Scientists Bash Bush for Adding Pro-Life Members to Bioethics Council

Bioethics   |   Steven Ertelt   |   Mar 4, 2004   |   9:00AM   |   WASHINGTON, DC

Scientists Bash Bush for Adding Pro-Life Members to Bioethics Council

by Steven Ertelt
LifeNews.com Editor
March 4, 2004

Washington, DC (LifeNews.com) — President Bush is under fire from pro-cloning scientists after he added three members to his Council on Bioethics who oppose human cloning and embryonic stem cell research. Last week, Bush appointed the three new members to replace one member who is retiring from the panel and two others who were among the more outspoken in favoring the destructive research.

A group of 170 scholars, researchers and physicians on Wednesday signed an open letter to President Bush criticizing him for the changes.

Dr. Arthur Caplan, chair of the Department of Bioethics at the University of Pennsylvania, wrote the letter, which says Bush’s council now "lacks credibility as a forum."

"The creation of sound public policy with respect to developments in medicine and the life sciences requires a council that has a diverse set of views and possibilities," Caplan wrote. "By dismissing those two individuals and appointing new members whose views are likely to closely reflect those of the majority of the council and its chair, the credibility of the council is severely compromised."

But Dr. Leon Kass, a University of Chicago ethicist and chair of the council, defended Bush’s picks in an editorial he wrote that appeared in the Washington Post on Wednesday.

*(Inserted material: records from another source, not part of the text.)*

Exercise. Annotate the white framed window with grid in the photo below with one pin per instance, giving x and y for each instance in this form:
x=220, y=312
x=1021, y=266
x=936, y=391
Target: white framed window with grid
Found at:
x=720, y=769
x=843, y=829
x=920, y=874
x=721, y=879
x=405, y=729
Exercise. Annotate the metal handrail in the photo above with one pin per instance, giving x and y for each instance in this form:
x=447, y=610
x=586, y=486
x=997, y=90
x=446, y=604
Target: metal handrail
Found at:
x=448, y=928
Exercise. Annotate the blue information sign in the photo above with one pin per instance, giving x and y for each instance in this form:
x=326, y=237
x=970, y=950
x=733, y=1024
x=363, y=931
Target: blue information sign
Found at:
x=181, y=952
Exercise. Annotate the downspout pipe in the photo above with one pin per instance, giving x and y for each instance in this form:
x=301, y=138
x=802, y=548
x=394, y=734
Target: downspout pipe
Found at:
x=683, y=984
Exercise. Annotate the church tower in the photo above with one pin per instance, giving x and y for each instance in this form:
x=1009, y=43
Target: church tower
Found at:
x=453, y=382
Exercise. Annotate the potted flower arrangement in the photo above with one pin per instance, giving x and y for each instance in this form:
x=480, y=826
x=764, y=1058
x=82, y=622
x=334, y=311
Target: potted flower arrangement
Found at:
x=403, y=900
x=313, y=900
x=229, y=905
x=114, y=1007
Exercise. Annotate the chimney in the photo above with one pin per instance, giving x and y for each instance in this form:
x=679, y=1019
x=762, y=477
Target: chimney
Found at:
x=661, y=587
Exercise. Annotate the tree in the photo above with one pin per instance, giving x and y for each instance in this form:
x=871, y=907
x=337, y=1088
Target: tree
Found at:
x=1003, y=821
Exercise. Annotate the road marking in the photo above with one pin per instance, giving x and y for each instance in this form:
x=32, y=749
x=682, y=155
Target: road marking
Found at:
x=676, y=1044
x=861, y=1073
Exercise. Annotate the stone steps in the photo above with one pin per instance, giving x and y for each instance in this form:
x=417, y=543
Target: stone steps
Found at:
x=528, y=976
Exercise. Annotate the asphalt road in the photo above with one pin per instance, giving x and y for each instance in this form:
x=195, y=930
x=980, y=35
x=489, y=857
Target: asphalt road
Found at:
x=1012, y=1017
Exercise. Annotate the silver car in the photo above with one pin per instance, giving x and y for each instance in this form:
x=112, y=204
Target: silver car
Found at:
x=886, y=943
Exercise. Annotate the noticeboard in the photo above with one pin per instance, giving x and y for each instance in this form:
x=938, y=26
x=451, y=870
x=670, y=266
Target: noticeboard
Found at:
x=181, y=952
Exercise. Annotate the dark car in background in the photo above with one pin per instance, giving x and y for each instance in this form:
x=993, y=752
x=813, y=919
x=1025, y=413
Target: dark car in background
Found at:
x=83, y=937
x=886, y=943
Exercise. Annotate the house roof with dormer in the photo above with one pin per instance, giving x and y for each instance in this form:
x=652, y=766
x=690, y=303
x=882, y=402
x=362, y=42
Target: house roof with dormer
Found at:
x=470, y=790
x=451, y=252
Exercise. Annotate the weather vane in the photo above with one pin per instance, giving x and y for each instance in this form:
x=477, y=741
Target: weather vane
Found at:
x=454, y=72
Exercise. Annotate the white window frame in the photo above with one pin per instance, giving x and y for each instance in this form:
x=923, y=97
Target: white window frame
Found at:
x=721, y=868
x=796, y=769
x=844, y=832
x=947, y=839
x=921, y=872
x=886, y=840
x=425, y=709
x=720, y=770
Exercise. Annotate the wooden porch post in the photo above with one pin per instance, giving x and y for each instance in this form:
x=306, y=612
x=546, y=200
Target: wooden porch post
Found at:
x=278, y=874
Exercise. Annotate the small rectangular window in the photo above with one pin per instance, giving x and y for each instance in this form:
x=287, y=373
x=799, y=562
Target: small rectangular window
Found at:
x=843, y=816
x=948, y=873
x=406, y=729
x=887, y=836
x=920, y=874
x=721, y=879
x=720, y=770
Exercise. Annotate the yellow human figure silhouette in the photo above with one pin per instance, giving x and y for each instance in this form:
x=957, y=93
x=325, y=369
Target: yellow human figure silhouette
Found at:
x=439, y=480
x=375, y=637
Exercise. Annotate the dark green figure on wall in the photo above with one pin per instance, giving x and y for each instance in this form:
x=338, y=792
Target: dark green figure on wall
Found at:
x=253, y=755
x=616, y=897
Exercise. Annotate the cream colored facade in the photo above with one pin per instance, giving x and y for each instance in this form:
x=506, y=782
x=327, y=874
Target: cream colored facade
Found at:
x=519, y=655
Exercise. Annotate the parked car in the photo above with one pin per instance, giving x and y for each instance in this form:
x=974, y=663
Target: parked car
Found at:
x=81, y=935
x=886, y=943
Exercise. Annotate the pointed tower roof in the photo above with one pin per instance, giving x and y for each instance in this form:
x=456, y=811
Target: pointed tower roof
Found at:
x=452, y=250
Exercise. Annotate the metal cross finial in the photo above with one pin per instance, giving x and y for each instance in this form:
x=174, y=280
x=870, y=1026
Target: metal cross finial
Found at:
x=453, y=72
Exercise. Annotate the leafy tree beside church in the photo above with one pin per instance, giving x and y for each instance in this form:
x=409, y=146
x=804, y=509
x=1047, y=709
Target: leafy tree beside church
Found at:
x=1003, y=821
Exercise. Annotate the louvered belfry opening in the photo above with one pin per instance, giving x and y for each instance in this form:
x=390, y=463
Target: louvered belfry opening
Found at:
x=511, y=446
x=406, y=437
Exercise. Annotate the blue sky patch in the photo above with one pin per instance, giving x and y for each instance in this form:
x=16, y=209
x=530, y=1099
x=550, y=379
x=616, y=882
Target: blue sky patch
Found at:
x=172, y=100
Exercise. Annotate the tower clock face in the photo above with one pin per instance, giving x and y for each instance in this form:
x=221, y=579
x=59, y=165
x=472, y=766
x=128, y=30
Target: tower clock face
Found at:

"Even before the President’s Council on Bioethics had its first meeting in January 2002, charges were flying that the council was stacked with political and religious conservatives, appointed to rubber-stamp the president’s moral and political views," Kass wrote. "One newspaper story on the day of our first meeting even went so far as to compare us to the Taliban."

"Unfortunately, these membership changes were met with unfounded and false charges of political ‘stacking’ of the council," Kass added. "Such charges are as bogus today as they were when the council was formed."

Kass said removing two of the members has less to do with ideology and more to do with "the changing focus of the council’s work, as we move away from issues of reproduction and genetics to focus on issues of neuroscience, brain and behavior."

The three new appointees are Benjamin Carson, the director of pediatric neurosurgery at Johns Hopkins University; Diana Schaub, chairman of the department of political science at Loyola College in Maryland; and Peter Lawler, a professor of government at Berry College in Georgia.

When not performing some of the most difficult surgeries in the world, such as helping conjoined twins, Carson is a speaker who is noted for his strong Christian views.

Schaub has praised Kass’ views in opposition to unethical scientific practices and has called embryonic stem cell research "the evil of the willful destruction of innocent human life."

Lawler has spoken out against embryonic stem cell research and, according to the Post, wrote an article in which he warned that if the United States does not soon "become clear as a nation that abortion is wrong," then women will eventually be compelled to abort genetically defective babies.

Those views are at odds with Caplan and his backers, who say embryonic stem cell research is needed to produce cures for various diseases — despite the greater availability and success of adult stem cell research.

"Carson is a distinguished surgeon, but the other two, frankly, we’ve never heard of," Caplan told the Chicago Tribune. "So even on expertise grounds, it’s hard to justify their appointments."

But Kass defended them.

"Both are known among their colleagues for their openness to discourse and their devotion to public deliberation and democratic decision-making," Kass wrote. "Their personal views on the matters to come before the council in the coming term are completely unknown, but I am confident that they will come to them only as a result of genuine reflection and a full consideration of all the scientific and other evidence."

The changes also drew criticism from presumptive Democratic presidential nominee John Kerry, an abortion advocate.

"A scientific panel ought to be chosen on the basis of science and on the basis of reputation, not politics," Kerry said, according to the Associated Press.